Questions asked at RFE/RL — controlled and directed by the same BBG as is VOA, its “sister-broadcaster” — is not just an idle curiosity. RFE/RL old-timers recall that in September of 1992, when BBG did not yet exist and the Radio still was in Munich, its Moscow bureau submitted a report quoting verbatim Alexandr Yakovlev, an ally of Mikhail Gorbachev. Allegedly, Yakovlev criticized Gorbachev publicly and was about to turn his back on him. Yakovlev sent to RFE/RL an indignant letter: he never said anything like that and never talked to the imaginative RFE/RL reporter. The then Director of the Russian Service of Radio Svoboda (as RFE/RL is known in Russia), personally apologized to Alexandr Yakovlev on air; the reporter was fired; Yakovlev granted RFE/RL an exclusive interview. (Later, former RFE/RL reporter developed into well-known Russian nationalist who presently attacks Navalny…)
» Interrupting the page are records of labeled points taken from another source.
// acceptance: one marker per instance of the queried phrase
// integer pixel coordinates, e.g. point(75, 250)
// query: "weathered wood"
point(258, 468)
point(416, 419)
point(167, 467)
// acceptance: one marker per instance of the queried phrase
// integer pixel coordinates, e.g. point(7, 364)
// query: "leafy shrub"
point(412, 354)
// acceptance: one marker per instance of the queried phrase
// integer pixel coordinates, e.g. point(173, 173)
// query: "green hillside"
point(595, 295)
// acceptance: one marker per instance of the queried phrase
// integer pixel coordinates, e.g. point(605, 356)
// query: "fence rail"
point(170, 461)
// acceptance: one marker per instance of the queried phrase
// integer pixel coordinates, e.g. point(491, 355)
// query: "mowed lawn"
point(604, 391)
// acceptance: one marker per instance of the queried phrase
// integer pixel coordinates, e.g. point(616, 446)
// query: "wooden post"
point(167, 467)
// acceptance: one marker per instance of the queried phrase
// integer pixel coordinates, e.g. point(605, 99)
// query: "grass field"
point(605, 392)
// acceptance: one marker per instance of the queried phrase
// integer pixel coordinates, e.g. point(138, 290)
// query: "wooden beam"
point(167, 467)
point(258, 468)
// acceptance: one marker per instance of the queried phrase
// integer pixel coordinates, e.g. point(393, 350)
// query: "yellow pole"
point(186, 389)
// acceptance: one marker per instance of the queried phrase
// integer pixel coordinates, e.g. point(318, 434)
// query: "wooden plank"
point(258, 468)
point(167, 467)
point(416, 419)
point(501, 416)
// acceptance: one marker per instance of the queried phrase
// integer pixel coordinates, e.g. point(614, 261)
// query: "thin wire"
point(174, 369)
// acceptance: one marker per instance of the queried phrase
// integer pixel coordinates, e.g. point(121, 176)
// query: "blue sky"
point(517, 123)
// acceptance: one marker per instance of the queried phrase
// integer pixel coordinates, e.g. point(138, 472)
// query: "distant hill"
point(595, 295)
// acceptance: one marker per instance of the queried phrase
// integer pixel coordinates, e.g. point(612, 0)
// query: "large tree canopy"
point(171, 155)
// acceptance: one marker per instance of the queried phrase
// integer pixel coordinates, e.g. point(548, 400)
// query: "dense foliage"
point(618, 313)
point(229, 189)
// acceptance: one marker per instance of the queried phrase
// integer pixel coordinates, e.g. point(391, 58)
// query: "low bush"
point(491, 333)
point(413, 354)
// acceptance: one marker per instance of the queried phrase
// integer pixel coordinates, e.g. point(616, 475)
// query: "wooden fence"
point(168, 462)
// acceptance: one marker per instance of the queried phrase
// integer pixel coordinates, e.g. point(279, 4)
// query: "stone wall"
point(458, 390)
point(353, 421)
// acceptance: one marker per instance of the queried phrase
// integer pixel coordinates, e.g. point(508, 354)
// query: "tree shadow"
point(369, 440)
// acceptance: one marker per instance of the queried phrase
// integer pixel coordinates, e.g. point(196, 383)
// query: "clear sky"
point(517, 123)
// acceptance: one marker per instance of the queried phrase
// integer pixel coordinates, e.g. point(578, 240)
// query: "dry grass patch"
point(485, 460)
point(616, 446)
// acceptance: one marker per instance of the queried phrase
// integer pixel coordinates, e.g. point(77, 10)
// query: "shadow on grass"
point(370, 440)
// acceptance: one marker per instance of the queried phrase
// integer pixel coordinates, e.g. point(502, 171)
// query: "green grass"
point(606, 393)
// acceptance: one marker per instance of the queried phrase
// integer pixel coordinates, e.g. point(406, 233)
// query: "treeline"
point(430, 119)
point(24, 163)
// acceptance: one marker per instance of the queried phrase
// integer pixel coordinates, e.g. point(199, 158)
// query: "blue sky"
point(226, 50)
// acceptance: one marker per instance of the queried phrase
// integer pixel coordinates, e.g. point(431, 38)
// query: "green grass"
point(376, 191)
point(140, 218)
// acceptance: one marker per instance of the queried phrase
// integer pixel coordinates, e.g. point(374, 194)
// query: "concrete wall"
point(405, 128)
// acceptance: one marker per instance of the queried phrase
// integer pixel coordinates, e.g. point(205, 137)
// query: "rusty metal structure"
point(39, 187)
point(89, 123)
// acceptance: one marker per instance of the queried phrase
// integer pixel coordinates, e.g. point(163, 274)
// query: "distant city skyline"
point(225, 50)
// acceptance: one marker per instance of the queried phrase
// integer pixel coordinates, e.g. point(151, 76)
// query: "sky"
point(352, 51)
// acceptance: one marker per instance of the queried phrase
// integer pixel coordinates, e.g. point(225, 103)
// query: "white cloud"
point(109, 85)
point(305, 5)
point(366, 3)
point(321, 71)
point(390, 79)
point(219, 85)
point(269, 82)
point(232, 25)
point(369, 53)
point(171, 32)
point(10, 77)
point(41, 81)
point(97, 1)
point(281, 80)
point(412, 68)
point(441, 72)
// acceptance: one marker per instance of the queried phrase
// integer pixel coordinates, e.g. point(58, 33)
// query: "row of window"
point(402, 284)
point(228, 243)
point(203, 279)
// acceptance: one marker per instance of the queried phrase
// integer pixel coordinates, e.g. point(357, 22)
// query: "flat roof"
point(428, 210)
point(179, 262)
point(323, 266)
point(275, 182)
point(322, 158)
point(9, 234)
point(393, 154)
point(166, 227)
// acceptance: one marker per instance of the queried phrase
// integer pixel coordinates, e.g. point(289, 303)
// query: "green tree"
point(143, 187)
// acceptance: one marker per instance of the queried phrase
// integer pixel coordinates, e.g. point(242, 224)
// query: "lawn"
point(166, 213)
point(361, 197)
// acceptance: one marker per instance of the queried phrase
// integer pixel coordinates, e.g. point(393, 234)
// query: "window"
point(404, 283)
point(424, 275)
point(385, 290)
Already in Prague and under BBG, RFE/RL had more than enough “memorable” editorial troubles. Scandal at VOA dusts them off.    
 
On April 26, 2010 the avalanche of feedback letters to the one-sidedly pro-Turkish  report from Istanbul, “Why so many historians in Turkey study the issue of Armenian genocide,” was, together with the report, removed from the website of RFE/RL Russian Service. But not from the long Internet memory: “How Disgusting!”  “Ashamed of Radio Liberty,” “Shame on you! Shame and disgrace!” “Radio Liberty has long ceased to be the Radio Liberty,”  “One’s heart bleeds to hear and read such a nonsense,” “Confusing is unprofessionalism of Radio Liberty,”  etc.
 
It’s enough to substitute “VOA” for “Radio Liberty”, and analogy with recent scandal at the VOA Russian Service is impossible to overlook.  But here it also ends. The Russian Service director who at the time of ill-fated feed from Istanbul was not even in Prague, in his own name apologized to RFE/RL listeners and readers. However, in today’s parlance ascribed to the “high BBG official” (intermittently called at RFE/RL by his proper name and/or the unflattering nickname), present director of the Russian Service unmistakably belongs to those endangered  “old white guys” who missed the train to impersonal new brave world of BBG-VOA-RFE/RL.
 
Analyzing the causes of editorial unprofessionalism sweeping RFE/RL, the multilingual Armenian Daily AZG (People) wrote:  
 
“It came from indifference. And that, in its turn, stems from the general atmosphere at RFE/RL – the atmosphere of hypocrisy and cynicism … . The editors could not care less. Practically all the staff of RFE/RL language desks and services knows that they are just the rightless mercenaries hired to talk about human rights – on the air for the pay. Everyone at RFE/RL knows that the court case of Armenian Anna Karapetian v. RFE/RL is pending in the Czech Supreme court; and the lawsuit of Croatian citizen Snjezana Pelivan is submitted to the European Court of Human Rights. Everyone knows that international media cover these court cases regularly – but not the RFE/RL own webpages. Everyone knows that Czech parliament already twice, in connection with Karapetian’s and Pelivan’s lawsuits discussed the issue of national discrimination of RFE/RL foreign employees. Everyone knows that RFE/RL personnel policies are developed and approved by the Broadcasting Board of Governors in Washington. Everybody knows that empty words diverge with deeds, and the deeds are drifting from bad to worse.”
 
Would some parts of that analysis be also applied to VOA? In any case: How lucky is BBG that RFE/RL staff is excluded from OMP’s yearly surveys concerning employees’ work-place satisfaction.